(Credit: American Physical Society)

To mark the 50th anniversary of Physical Review B, editors selected “milestone” papers that have made lasting contributions to condensed matter physics, including one co-written by JQI Fellow Sankar Das Sarma.

Das Sarma wrote the selected paper, Dielectric function, screening, and plasmons in two-dimensional graphene, with Euyheon Hwang. Hwang earned his doctorate in 1996 under Das Sarma, and after appointments as a UMD research associate and assistant research scientist, accepted a faculty post at Sungkyunkwan University in South Korea.  He is one of about 100 of Das Sarma’s students and postdocs who have gone on to faculty appointments.

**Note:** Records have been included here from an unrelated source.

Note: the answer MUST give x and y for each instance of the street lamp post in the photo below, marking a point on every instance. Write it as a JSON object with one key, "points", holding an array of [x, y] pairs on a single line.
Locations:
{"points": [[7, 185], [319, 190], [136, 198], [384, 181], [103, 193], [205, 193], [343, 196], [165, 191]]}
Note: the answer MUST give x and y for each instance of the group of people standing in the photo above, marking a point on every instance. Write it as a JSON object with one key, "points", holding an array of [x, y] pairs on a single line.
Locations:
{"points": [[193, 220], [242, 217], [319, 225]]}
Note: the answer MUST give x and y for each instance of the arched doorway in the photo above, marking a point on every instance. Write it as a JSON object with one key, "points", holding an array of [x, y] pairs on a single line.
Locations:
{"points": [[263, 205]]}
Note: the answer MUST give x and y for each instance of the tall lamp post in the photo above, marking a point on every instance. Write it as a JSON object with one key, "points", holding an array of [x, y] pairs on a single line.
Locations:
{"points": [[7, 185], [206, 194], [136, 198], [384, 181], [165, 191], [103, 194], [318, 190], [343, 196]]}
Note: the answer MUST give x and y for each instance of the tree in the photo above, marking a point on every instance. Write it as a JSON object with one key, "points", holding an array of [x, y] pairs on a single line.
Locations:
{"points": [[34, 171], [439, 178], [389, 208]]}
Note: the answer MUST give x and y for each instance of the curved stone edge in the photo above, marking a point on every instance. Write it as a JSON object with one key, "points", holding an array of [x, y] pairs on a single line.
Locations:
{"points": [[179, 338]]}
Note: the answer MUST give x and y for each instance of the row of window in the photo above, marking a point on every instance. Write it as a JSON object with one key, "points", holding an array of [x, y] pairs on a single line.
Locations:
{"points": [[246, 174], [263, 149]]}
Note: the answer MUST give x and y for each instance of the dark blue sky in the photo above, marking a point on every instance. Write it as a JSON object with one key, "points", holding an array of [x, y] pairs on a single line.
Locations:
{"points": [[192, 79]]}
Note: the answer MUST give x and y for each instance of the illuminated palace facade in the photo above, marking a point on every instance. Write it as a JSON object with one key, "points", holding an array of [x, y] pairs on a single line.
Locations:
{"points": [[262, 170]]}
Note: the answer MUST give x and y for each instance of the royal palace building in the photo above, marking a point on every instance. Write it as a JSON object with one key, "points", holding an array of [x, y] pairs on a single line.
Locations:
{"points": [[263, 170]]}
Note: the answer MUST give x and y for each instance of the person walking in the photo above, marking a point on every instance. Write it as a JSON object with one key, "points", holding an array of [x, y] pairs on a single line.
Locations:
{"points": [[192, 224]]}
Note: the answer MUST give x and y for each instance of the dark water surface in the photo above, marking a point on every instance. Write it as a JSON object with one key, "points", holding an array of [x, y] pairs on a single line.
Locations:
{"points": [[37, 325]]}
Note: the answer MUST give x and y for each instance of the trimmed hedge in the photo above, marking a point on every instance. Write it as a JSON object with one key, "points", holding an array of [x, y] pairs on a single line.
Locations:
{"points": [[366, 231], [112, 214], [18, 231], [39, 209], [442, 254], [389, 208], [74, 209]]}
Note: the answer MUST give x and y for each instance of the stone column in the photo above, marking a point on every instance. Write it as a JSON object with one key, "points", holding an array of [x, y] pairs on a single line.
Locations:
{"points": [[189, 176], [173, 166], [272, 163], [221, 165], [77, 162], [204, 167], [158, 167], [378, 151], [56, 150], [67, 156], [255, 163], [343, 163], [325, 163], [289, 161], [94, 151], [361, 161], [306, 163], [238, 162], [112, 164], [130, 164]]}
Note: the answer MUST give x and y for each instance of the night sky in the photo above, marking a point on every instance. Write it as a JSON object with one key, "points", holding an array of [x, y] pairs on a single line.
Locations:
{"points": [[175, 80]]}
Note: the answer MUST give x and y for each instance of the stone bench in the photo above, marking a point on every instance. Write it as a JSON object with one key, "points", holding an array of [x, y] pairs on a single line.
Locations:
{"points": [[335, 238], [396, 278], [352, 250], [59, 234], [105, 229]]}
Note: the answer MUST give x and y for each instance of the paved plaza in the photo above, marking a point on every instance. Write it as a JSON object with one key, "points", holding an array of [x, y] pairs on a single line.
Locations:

Hwang and Das Sarma have written about 120 articles together, including 88 papers in PRB from 1994 to 2019.

The milestone paper was published in 2007 and has 1,744 citations. In it, the authors developed a many body theory for the dynamical dielectric function of doped graphene at an arbitrary wave vector and frequency. The dielectric function directly determines many physical properties, including electrical and optical properties.  This ‘milestone’ publication by Hwang and Das Sarma has been instrumental in the development of the fundamental physics of graphene and has also ushered in the technological field of ‘graphene plasmonics,’ which is being widely pursued worldwide for practical engineering uses in optics and photonics.

Das Sarma, the Richard E. Prange Chair in Physics, is a Distinguished University Professor and the director of the Condensed Matter Theory Center. He is internationally known for his work on topological quantum computation, Majorana physics, spin quantum computation, many-body phenomena, quantum localization and nonequlibrium statistical mechanics, and has recently entered into the study of twisted bilayer graphene and higher-order topological systems. Google Scholar counts 90,227 citations and calculates an h-index of 124.